The Angels, currently five games out of the A.L. West Division lead and four games out of the final A.L. Wild Card spot, have opted to hold onto the player who will be the most coveted free agent in the history of baseball once the season ends in order to attempt a playoff or even championship run.
Ohtani, who is currently leading Major League Baseball with 39 home runs as a hitter and has the lowest batting average against him in the majors as a pitcher, is projected to make between $500-600 million in free agency this offseason.
The Angels currently have a 4.9% chance to win the A.L. West, a 19.4% chance to make the playoffs as one of the three A.L. Wild Cards and a 1.2% chance at winning the World Series, according to FanGraphs. This means the Angels are 80.6% likely to miss the postseason altogether.
The Angels front office has opted to risk losing Ohtani – and he’s more than likely not going to re-sign with the franchise, which hasn’t shown the ability to even come close to winning in his six seasons with the team despite having arguably the two best hitters in the entire league (Ohtani and Mike Trout) – for a minuscule chance at postseason glory.
Some fans might appreciate the Angels ballclub for not packing it in by the end of July and going for broke, but others might be disappointed in a franchise that has managed to put together losing season after losing season while having two of the most talented players to ever set foot on a baseball diamond.

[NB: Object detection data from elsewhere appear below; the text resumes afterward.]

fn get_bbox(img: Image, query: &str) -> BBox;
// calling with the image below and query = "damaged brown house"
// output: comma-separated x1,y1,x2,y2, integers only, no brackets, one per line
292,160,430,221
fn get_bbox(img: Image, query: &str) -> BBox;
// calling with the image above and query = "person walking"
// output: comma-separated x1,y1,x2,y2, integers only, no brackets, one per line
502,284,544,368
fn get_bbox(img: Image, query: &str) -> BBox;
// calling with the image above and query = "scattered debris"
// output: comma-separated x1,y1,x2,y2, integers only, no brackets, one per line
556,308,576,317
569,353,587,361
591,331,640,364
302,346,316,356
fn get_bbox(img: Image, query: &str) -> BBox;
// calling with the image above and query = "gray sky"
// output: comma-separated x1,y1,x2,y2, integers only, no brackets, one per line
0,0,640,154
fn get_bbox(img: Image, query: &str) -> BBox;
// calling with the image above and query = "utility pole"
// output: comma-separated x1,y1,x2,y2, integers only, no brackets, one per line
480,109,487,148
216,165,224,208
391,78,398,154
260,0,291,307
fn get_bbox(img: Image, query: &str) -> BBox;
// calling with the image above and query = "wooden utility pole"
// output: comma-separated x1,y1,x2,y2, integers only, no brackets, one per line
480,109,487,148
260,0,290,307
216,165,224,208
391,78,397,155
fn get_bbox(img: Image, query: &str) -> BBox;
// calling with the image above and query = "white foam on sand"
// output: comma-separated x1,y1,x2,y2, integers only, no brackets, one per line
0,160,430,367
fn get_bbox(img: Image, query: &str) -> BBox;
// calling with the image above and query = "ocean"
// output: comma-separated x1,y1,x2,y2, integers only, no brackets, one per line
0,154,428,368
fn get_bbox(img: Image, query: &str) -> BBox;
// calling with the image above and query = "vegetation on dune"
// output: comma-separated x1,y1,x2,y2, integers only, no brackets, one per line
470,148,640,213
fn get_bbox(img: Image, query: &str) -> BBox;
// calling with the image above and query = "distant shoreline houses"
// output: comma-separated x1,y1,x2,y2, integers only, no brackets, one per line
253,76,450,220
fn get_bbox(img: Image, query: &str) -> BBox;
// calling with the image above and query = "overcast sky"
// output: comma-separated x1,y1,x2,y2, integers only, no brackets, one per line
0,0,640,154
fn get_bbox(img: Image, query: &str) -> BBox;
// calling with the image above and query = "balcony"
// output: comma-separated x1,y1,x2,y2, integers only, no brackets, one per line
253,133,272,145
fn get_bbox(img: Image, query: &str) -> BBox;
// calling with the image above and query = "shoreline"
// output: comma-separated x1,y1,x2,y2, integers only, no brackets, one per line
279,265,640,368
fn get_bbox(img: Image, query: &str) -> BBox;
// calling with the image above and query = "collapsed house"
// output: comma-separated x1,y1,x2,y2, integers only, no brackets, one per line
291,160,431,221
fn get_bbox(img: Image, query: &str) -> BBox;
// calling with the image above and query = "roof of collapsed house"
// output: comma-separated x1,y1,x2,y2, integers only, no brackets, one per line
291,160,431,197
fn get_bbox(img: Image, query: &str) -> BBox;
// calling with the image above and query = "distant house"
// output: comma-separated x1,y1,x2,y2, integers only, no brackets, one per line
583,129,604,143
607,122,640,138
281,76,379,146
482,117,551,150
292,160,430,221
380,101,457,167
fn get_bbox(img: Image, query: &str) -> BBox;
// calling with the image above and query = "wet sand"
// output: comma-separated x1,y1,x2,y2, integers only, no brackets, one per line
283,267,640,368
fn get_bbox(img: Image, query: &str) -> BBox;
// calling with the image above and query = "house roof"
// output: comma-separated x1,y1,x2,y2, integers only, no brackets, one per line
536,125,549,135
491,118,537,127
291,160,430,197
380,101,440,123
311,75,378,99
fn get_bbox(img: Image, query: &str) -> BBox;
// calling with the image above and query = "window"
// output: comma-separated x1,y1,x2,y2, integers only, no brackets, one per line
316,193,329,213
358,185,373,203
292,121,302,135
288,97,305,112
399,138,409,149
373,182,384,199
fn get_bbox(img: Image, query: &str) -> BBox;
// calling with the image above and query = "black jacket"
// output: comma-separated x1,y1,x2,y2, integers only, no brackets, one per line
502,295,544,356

Sure, the Angels have made some acquisitions prior to the trade deadline in hopes of bettering themselves for a run toward the postseason – but it’s unlikely Lucas Giolito, from the Chicago White Sox, and Randal Grichuk and C.J. Cron, from the Colorado Rockies, are going to move the needle in such a manner that the team gets to where it hopes to go.

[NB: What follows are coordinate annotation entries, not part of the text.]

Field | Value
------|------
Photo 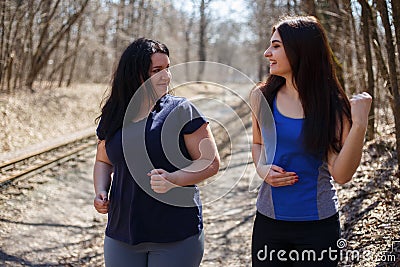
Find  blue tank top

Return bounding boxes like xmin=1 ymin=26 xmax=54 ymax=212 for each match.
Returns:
xmin=97 ymin=94 xmax=207 ymax=245
xmin=257 ymin=98 xmax=338 ymax=221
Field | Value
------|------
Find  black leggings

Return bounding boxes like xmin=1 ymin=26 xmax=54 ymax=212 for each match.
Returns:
xmin=251 ymin=211 xmax=340 ymax=267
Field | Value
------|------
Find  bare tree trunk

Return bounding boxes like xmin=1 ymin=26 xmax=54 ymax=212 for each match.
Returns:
xmin=303 ymin=0 xmax=317 ymax=17
xmin=391 ymin=0 xmax=400 ymax=84
xmin=359 ymin=0 xmax=375 ymax=140
xmin=58 ymin=27 xmax=71 ymax=87
xmin=377 ymin=0 xmax=400 ymax=170
xmin=0 ymin=1 xmax=6 ymax=91
xmin=197 ymin=0 xmax=210 ymax=81
xmin=341 ymin=0 xmax=357 ymax=94
xmin=66 ymin=19 xmax=83 ymax=87
xmin=185 ymin=12 xmax=194 ymax=81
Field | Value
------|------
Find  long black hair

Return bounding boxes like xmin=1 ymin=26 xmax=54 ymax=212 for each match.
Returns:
xmin=96 ymin=38 xmax=169 ymax=140
xmin=260 ymin=16 xmax=351 ymax=159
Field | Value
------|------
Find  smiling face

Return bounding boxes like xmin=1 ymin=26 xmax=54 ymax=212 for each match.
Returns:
xmin=264 ymin=31 xmax=292 ymax=80
xmin=149 ymin=53 xmax=171 ymax=97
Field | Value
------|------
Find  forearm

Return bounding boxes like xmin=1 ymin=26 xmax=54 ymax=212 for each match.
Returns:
xmin=169 ymin=158 xmax=219 ymax=186
xmin=93 ymin=161 xmax=113 ymax=195
xmin=331 ymin=125 xmax=366 ymax=184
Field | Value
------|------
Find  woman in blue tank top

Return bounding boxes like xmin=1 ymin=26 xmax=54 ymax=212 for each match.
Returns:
xmin=250 ymin=16 xmax=372 ymax=267
xmin=94 ymin=38 xmax=219 ymax=267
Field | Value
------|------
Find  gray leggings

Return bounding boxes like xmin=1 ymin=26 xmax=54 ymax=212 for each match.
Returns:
xmin=104 ymin=231 xmax=204 ymax=267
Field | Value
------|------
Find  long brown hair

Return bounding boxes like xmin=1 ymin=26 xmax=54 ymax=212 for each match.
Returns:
xmin=260 ymin=16 xmax=351 ymax=159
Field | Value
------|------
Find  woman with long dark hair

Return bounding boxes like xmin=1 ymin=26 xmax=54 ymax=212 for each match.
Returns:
xmin=94 ymin=38 xmax=219 ymax=267
xmin=250 ymin=16 xmax=372 ymax=267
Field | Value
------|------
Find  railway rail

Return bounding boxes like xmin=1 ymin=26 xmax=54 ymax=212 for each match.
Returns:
xmin=0 ymin=132 xmax=96 ymax=185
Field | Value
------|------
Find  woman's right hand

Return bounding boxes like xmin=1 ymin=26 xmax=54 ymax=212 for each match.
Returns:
xmin=264 ymin=165 xmax=299 ymax=187
xmin=94 ymin=191 xmax=110 ymax=214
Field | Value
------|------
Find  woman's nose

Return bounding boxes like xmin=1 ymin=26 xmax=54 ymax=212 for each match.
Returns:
xmin=161 ymin=69 xmax=170 ymax=80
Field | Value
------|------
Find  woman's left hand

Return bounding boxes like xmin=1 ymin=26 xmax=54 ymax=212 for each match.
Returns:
xmin=147 ymin=169 xmax=177 ymax=193
xmin=350 ymin=92 xmax=372 ymax=128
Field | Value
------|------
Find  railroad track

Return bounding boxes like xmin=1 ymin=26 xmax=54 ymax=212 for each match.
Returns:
xmin=0 ymin=132 xmax=96 ymax=185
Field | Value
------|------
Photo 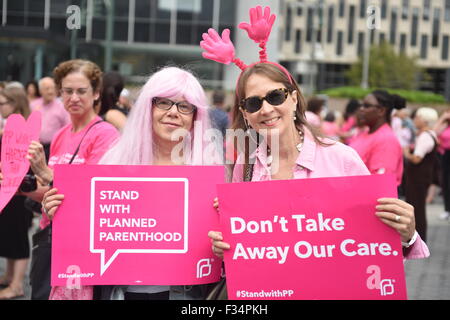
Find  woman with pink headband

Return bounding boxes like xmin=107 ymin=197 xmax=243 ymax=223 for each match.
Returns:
xmin=201 ymin=7 xmax=429 ymax=290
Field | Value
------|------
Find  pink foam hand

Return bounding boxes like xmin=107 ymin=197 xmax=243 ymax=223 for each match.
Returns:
xmin=239 ymin=6 xmax=276 ymax=43
xmin=200 ymin=28 xmax=235 ymax=64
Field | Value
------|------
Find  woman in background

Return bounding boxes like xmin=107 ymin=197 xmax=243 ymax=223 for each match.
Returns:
xmin=0 ymin=87 xmax=33 ymax=299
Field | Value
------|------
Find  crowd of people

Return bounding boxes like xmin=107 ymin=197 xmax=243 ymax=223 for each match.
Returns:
xmin=0 ymin=8 xmax=450 ymax=300
xmin=0 ymin=60 xmax=450 ymax=299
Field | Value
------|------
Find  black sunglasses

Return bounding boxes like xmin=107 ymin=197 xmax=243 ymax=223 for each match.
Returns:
xmin=241 ymin=88 xmax=289 ymax=113
xmin=152 ymin=97 xmax=197 ymax=114
xmin=359 ymin=103 xmax=381 ymax=109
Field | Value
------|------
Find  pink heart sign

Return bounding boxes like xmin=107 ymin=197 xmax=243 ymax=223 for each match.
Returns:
xmin=0 ymin=111 xmax=41 ymax=214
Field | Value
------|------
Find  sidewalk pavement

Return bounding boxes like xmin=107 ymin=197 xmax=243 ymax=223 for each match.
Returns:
xmin=0 ymin=196 xmax=450 ymax=300
xmin=405 ymin=197 xmax=450 ymax=300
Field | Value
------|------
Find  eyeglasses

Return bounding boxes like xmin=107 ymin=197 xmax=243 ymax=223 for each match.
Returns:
xmin=152 ymin=97 xmax=197 ymax=114
xmin=61 ymin=88 xmax=89 ymax=97
xmin=241 ymin=88 xmax=289 ymax=113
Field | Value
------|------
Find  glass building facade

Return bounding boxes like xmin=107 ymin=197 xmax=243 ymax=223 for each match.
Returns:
xmin=0 ymin=0 xmax=237 ymax=86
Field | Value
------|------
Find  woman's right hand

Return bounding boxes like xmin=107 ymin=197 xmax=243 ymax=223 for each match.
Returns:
xmin=42 ymin=188 xmax=64 ymax=220
xmin=208 ymin=231 xmax=230 ymax=259
xmin=26 ymin=141 xmax=53 ymax=185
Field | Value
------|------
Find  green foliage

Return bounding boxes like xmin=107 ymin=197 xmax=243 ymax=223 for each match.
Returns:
xmin=346 ymin=42 xmax=421 ymax=90
xmin=321 ymin=87 xmax=445 ymax=104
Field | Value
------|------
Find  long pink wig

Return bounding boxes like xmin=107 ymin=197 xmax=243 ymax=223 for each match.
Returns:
xmin=99 ymin=67 xmax=217 ymax=165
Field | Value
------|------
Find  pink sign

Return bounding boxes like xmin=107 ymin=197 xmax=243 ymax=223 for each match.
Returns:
xmin=218 ymin=175 xmax=407 ymax=300
xmin=0 ymin=111 xmax=41 ymax=214
xmin=52 ymin=165 xmax=224 ymax=286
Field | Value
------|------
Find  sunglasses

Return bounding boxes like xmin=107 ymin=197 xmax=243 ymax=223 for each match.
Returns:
xmin=241 ymin=88 xmax=289 ymax=113
xmin=360 ymin=103 xmax=380 ymax=109
xmin=152 ymin=97 xmax=197 ymax=114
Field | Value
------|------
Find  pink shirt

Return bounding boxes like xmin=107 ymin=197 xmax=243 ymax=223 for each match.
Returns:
xmin=305 ymin=111 xmax=321 ymax=128
xmin=30 ymin=98 xmax=70 ymax=144
xmin=414 ymin=130 xmax=437 ymax=159
xmin=439 ymin=126 xmax=450 ymax=151
xmin=232 ymin=126 xmax=430 ymax=259
xmin=321 ymin=121 xmax=340 ymax=140
xmin=40 ymin=116 xmax=119 ymax=228
xmin=350 ymin=124 xmax=403 ymax=185
xmin=233 ymin=130 xmax=369 ymax=182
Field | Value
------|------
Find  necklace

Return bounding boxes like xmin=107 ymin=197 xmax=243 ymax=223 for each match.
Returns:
xmin=267 ymin=130 xmax=304 ymax=166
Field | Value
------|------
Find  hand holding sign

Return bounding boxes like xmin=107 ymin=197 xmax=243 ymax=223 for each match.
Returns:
xmin=42 ymin=188 xmax=64 ymax=220
xmin=27 ymin=141 xmax=53 ymax=185
xmin=0 ymin=111 xmax=41 ymax=214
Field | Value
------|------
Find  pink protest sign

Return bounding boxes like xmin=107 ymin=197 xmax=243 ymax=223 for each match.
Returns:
xmin=0 ymin=111 xmax=41 ymax=214
xmin=52 ymin=165 xmax=224 ymax=286
xmin=218 ymin=175 xmax=407 ymax=300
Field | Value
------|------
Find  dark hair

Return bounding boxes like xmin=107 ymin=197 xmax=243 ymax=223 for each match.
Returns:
xmin=231 ymin=63 xmax=331 ymax=176
xmin=53 ymin=59 xmax=102 ymax=92
xmin=306 ymin=97 xmax=325 ymax=114
xmin=344 ymin=99 xmax=361 ymax=121
xmin=371 ymin=90 xmax=406 ymax=123
xmin=98 ymin=71 xmax=124 ymax=116
xmin=25 ymin=80 xmax=41 ymax=97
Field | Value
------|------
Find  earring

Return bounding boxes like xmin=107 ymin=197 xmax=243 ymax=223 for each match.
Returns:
xmin=243 ymin=118 xmax=252 ymax=134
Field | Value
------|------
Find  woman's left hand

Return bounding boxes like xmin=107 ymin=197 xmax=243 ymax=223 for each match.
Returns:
xmin=375 ymin=198 xmax=416 ymax=242
xmin=26 ymin=141 xmax=53 ymax=185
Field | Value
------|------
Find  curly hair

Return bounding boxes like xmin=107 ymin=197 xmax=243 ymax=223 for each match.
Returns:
xmin=53 ymin=59 xmax=103 ymax=92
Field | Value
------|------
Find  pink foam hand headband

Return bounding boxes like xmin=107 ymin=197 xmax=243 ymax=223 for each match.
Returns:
xmin=200 ymin=6 xmax=292 ymax=82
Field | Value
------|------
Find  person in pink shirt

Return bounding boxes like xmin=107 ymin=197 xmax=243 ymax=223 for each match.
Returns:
xmin=403 ymin=107 xmax=438 ymax=241
xmin=350 ymin=90 xmax=403 ymax=185
xmin=30 ymin=77 xmax=70 ymax=159
xmin=23 ymin=60 xmax=119 ymax=299
xmin=433 ymin=109 xmax=450 ymax=220
xmin=305 ymin=97 xmax=325 ymax=128
xmin=208 ymin=63 xmax=429 ymax=264
xmin=200 ymin=6 xmax=429 ymax=298
xmin=320 ymin=111 xmax=341 ymax=141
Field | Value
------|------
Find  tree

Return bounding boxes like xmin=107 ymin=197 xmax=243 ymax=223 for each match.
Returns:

Ohtani is currently having one of the greatest, if not the greatest, single seasons of any player in the history of baseball and some fans might want to see him stick around in an Angels jersey until the end of the season to have a shot at the American League single-season home run record of 62 set last season by New York Yankees slugger Aaron Judge. Ohtani is currently on pace to hit 60 homers.
But the sheer truth of the Angels refusing to even take offers on Ohtani before the trade deadline is that it’s just setting the franchise up for many more seasons of failure. Ohtani is likely walking this offseason to a team that can both break the bank for him and compete annually for a title. Trout is getting older by the minute and has shown himself to be more and more injury prone as he ages. The team is essentially going nowhere.
Now, it’s true that teams don’t really want to give up the farm for a two-month (potentially three if they go all the way to the World Series) rental and the package the Angels would have gotten in a deal for Ohtani would’ve been less than he was worth, but by-God King Midas’ touch would be less than this one-of-a-kind ballplayer is worth.
The Mets got the 44th-ranked prospect in the game in Luisangel Acuna, a middle infielder with a great pedigree (his brother is Atlanta Braves likely National League M.V.P. Ronald Acuna Jr.), from the Texas Rangers for a 39-year old pitcher in Scherzer, who’s having his worst season arguably of his career, but at least in the last dozen years.
The Tampa Bay Rays just gave up the 37th-ranked prospect in the game first baseman Kyle Manzardo yesterday for pitcher Aaron Civale from the Cleveland Guardians. Civale is having a good season with a 2.34 ERA in 13 starts, but it might also be an anomaly as his career ERA through his first few seasons is closer to 4 than 2.
So, there were potential gains for the Angels to make for the right to have Ohtani in the box and on the mound for the last few months of the season. Now the Angels just get to watch their unicorn leave for a better franchise in the offseason for nothing in return. That’s no way for a franchise, with the longest active playoff drought in the sport, to engender faith from its fanbase for the future.